Many politically correct intellectuals or organizations charged Bensoussan of using a “biological,” meaning inherently “racist,“ vocabulary.
Interestingly enough, no Muslim, North African, or anti-racist group formally sued Bensoussan in court. Chances are that lawyers warned about the paucity of the charges.
However, one group, Collectif Contre l’Islamophobie en France, or CCIF (the Collective Against Islamophobia In France) “signaled” the matter to the public prosecutor’s office at the very last moment. And it is the public prosecutor’s office — which, under French law, belongs to the government’s judiciary branch — that resolved to prosecute Bensoussan.
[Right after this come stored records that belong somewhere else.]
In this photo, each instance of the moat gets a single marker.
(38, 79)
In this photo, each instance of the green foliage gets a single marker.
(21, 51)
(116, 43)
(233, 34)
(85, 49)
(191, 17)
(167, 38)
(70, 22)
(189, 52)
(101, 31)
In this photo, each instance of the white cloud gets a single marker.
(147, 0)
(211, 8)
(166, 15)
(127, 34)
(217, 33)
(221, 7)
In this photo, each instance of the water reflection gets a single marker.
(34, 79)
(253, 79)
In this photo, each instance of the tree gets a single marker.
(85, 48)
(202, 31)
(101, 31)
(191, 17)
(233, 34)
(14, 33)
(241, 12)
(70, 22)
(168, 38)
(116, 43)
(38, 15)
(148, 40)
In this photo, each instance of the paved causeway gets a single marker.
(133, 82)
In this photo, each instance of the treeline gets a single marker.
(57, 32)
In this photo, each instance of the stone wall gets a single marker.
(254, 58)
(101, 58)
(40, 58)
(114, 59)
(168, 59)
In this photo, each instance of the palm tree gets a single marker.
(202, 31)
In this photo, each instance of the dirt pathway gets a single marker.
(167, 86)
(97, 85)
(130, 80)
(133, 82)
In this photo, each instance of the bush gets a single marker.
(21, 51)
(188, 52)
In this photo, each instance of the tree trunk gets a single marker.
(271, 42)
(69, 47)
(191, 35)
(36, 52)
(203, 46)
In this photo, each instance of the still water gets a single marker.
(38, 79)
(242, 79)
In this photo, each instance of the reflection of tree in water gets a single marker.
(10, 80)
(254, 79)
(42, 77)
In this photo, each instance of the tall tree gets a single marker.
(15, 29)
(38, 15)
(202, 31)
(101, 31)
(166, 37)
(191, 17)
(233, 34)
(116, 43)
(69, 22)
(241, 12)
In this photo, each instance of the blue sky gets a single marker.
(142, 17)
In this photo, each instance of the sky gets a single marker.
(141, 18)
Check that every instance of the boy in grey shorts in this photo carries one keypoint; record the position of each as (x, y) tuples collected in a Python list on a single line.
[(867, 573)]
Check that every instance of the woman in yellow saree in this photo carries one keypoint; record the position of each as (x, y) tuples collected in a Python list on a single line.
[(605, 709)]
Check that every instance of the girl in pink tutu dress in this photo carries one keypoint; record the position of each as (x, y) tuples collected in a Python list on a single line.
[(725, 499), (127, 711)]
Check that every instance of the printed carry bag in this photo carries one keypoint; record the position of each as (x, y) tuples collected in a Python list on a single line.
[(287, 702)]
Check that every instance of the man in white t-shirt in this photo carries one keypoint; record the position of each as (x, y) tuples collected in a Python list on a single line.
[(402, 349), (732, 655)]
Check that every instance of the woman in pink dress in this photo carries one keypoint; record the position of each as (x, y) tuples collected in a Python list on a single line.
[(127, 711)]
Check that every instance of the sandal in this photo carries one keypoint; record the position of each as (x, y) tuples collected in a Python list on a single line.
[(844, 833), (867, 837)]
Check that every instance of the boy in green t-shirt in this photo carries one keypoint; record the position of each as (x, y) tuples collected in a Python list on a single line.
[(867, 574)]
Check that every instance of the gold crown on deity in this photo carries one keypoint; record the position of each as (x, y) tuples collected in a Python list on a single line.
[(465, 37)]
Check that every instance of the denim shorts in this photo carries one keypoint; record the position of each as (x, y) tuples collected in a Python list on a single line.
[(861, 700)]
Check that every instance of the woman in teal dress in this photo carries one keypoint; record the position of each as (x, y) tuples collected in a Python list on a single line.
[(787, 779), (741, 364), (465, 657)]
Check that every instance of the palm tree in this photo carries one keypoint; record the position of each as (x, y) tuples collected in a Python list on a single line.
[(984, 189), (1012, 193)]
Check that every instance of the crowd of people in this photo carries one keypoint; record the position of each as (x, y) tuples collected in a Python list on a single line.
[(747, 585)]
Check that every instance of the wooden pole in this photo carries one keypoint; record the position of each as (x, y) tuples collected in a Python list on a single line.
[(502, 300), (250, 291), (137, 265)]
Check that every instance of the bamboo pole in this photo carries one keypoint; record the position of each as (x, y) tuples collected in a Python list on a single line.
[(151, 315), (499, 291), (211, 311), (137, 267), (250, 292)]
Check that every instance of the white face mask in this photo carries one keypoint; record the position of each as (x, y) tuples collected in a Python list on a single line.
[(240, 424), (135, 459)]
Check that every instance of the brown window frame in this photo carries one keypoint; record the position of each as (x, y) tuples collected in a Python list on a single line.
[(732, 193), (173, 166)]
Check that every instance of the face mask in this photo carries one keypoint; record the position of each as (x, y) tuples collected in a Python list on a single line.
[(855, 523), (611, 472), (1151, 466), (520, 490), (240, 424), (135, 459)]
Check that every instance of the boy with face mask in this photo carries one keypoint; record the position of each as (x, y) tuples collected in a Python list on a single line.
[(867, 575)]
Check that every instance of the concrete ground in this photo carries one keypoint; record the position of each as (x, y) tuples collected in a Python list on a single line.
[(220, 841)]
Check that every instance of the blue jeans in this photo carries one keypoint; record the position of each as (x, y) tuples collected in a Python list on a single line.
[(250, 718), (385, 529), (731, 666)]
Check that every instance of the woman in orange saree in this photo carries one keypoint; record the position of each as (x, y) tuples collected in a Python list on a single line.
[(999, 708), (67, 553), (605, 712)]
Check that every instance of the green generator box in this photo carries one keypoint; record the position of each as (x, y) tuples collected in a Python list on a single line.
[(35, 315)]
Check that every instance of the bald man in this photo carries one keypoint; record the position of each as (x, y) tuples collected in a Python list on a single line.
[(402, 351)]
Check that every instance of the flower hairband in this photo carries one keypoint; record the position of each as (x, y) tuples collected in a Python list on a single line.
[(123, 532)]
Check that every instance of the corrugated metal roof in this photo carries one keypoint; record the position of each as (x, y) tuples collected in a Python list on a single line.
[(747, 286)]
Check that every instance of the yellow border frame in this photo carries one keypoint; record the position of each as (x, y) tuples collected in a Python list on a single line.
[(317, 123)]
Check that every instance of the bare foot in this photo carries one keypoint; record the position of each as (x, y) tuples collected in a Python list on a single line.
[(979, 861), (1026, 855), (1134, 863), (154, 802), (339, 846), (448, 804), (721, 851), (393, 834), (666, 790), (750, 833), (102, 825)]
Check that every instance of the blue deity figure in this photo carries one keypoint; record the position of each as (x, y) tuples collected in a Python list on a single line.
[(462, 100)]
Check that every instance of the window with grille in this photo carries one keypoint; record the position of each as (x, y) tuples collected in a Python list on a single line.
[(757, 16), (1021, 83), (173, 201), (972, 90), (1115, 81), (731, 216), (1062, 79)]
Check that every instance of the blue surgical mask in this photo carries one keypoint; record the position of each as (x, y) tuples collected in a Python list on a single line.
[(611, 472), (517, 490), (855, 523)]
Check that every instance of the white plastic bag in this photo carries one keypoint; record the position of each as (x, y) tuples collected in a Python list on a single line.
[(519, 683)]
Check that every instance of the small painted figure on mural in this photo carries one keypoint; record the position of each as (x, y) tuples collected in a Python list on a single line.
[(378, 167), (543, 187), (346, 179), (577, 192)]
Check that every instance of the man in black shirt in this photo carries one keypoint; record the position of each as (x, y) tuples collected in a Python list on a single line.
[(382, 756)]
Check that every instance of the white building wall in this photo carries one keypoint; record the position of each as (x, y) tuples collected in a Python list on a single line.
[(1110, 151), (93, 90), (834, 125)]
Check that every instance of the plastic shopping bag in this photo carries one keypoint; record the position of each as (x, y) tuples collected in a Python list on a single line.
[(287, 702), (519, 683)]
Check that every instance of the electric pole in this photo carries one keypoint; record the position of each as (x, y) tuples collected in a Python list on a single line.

According to a 2013 decision of the European Court of Human Rights, the French public prosecutor’s office cannot be considered as an independent judicial authority.
Bensoussan’s trial started on January 25. Upon the publication of Submissive France on January 19, the French League for the Rights of Man, a venerable human rights advocacy group that evolved over the years into a left-wing group, decided to join CCIF against Bensoussan. So did SOS Racisme, an anti-racist organization with strong ties to the French Socialist Party founded in 1984.
As we said, maybe a French First Amendment will be a necessity after all.